I possess a long and rich history of embarrassing myself. Occasionally, I will also have a personal moment in which I will embarrass myself—to myself… and then wonder how long it will be before someone notices what I’m doing or saying should my behavior remain uncorrected.

A recent incident involves my inability to dictate clearly over the phone, or as I prefer to see it, as other’s inability to listen, spell, and/or use common sense. First of all, no one can spell my last name…”S-H-E-H-A-M…” no. “S-E-E-H-N…” nope.  “OK, I’ve got it this time, E-H-S.” Click. I am literally so pissed, I just hang up the phone. Unfortunately, this isn’t very efficient.

Because much of my job occurs over the phone, I found myself constantly having to spell out words using other words with unmistakable syllabic emphases to ensure the correct spelling of said word. Initially, this was a HUGE problem for a man with an imagination as vivid as mine, especially when the conversation has gone so poorly that I’m having to spell words with other words. “B” like BUTTHOLE. “I” like I’VE ALREADY TOLD YOU FIVE TIMES , “M” like “MEXICAN,” etc.  This becomes problematic when you work for a major corporation and your phone is recorded.   

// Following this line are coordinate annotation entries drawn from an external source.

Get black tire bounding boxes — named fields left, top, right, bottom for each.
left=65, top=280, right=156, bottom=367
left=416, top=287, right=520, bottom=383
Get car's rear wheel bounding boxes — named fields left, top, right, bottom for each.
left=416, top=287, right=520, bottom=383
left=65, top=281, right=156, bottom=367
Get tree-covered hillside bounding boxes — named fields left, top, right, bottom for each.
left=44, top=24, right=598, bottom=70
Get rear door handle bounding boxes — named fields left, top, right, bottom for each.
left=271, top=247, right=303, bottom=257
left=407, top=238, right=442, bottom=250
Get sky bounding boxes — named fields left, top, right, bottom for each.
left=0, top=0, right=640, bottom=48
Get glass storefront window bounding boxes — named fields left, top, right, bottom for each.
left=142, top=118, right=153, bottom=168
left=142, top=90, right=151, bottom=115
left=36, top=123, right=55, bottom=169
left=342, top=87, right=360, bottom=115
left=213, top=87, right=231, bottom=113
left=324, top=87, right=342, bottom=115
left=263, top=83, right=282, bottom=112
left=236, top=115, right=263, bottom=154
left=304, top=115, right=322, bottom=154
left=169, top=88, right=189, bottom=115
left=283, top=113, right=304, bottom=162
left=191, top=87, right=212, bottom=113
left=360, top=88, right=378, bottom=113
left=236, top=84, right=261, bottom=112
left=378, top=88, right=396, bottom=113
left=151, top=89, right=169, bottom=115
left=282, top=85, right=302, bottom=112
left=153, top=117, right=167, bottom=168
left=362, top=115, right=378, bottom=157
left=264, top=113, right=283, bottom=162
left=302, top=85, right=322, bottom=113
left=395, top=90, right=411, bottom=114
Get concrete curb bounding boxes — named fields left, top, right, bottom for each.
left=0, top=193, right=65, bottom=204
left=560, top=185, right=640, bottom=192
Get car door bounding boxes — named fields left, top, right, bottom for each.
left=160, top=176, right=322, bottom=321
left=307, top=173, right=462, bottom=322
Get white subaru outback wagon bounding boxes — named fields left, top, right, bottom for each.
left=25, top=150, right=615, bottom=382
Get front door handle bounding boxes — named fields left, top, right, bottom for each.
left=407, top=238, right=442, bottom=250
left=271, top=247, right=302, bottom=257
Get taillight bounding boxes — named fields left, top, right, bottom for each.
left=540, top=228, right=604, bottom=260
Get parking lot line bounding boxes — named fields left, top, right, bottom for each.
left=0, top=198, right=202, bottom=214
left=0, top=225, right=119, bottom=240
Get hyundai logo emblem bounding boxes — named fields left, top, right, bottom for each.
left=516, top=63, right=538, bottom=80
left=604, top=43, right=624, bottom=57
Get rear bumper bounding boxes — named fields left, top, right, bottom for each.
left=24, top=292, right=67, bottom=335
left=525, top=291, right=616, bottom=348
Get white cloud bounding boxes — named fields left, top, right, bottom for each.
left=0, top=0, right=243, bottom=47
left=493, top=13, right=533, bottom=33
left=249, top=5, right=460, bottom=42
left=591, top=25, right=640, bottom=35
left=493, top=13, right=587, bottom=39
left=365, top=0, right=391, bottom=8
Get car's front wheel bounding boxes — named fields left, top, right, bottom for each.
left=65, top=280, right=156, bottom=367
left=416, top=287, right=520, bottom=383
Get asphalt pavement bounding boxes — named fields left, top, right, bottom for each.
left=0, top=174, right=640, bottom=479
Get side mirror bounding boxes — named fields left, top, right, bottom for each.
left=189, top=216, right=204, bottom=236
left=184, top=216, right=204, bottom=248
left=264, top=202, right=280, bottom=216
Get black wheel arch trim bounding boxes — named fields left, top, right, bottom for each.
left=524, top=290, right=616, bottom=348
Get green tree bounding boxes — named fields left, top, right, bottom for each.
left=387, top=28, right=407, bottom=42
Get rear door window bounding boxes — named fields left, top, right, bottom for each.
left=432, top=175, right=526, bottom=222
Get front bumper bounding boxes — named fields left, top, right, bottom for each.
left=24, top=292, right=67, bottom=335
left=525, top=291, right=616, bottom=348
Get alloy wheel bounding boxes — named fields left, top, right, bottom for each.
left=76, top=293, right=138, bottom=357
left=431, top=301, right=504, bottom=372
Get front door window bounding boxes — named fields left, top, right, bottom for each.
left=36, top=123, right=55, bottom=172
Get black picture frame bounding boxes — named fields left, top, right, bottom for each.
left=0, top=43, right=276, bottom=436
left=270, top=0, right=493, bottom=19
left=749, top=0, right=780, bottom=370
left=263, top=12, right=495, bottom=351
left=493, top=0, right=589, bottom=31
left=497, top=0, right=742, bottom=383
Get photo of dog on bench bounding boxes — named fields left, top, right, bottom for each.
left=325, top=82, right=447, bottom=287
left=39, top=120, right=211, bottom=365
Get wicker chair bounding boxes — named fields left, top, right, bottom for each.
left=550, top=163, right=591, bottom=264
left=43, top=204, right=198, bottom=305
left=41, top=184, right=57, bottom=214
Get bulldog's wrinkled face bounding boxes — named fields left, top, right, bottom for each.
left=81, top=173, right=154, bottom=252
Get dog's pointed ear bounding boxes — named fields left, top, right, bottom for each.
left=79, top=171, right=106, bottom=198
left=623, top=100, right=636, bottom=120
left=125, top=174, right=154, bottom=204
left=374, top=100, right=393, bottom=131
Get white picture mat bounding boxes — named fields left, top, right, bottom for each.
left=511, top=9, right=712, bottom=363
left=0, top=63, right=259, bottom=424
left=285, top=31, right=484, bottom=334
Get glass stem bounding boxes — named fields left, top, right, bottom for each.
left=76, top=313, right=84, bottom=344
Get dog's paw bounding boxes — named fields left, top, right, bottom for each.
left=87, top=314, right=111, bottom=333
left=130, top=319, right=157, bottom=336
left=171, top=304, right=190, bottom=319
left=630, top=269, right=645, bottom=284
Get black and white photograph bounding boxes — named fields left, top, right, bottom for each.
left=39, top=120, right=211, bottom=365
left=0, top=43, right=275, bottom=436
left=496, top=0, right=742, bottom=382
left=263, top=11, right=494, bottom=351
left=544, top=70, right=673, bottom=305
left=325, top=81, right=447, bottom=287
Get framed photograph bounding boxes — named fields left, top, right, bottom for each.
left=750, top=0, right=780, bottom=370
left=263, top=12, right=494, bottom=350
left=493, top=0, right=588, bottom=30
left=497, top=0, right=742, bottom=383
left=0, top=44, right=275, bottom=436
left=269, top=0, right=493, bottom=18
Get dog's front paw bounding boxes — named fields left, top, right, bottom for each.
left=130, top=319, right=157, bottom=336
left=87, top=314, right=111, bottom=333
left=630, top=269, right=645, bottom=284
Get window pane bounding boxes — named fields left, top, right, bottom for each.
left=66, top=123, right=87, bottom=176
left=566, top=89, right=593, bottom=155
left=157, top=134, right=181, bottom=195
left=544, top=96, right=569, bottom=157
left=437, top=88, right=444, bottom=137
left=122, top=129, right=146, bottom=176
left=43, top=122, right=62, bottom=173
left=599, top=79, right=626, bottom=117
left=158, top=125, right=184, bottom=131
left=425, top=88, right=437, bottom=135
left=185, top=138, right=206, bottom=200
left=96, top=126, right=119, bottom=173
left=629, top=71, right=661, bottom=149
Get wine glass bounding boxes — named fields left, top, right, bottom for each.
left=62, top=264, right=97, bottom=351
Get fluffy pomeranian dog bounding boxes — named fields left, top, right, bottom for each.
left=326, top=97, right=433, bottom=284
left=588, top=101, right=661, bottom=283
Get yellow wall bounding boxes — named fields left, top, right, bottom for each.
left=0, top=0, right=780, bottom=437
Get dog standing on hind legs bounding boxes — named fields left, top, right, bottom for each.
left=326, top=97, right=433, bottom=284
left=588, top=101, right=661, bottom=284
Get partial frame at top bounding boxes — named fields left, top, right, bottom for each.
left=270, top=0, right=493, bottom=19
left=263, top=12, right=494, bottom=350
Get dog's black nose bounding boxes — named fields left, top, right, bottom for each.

My solution? I memorized the NATO alphabet.  “A” like “Anus” became Alpha. “R” like “Retard” became Romeo.  So now, every time I tried to spell my last name or give a license number or, God forbid, the last name-license combo, it sounded like I was in the Afghani desert calling in coordinates for an airstrike. At least I was going to stop making wildly inappropriate references over my monitored line…or was I?

The most important thing to do when you know you’re embarrassing yourself is to stay committed to what you’re doing—you’ve got to own it, or else you’ll just end up embarrassing yourself more. But I couldn’t help it…I felt like such an assclown calling out the NATO alphabet that I would revert back and forth between the two…

“ROMEO, SuhhhhhSuhhhh SHIT, XRAY, U…u…you get what I’m saying right?”  Now I just sound like someone who is incapable of memorizing 26 words. Well, I don’t give a Shoestring Harry Indigo Thelma.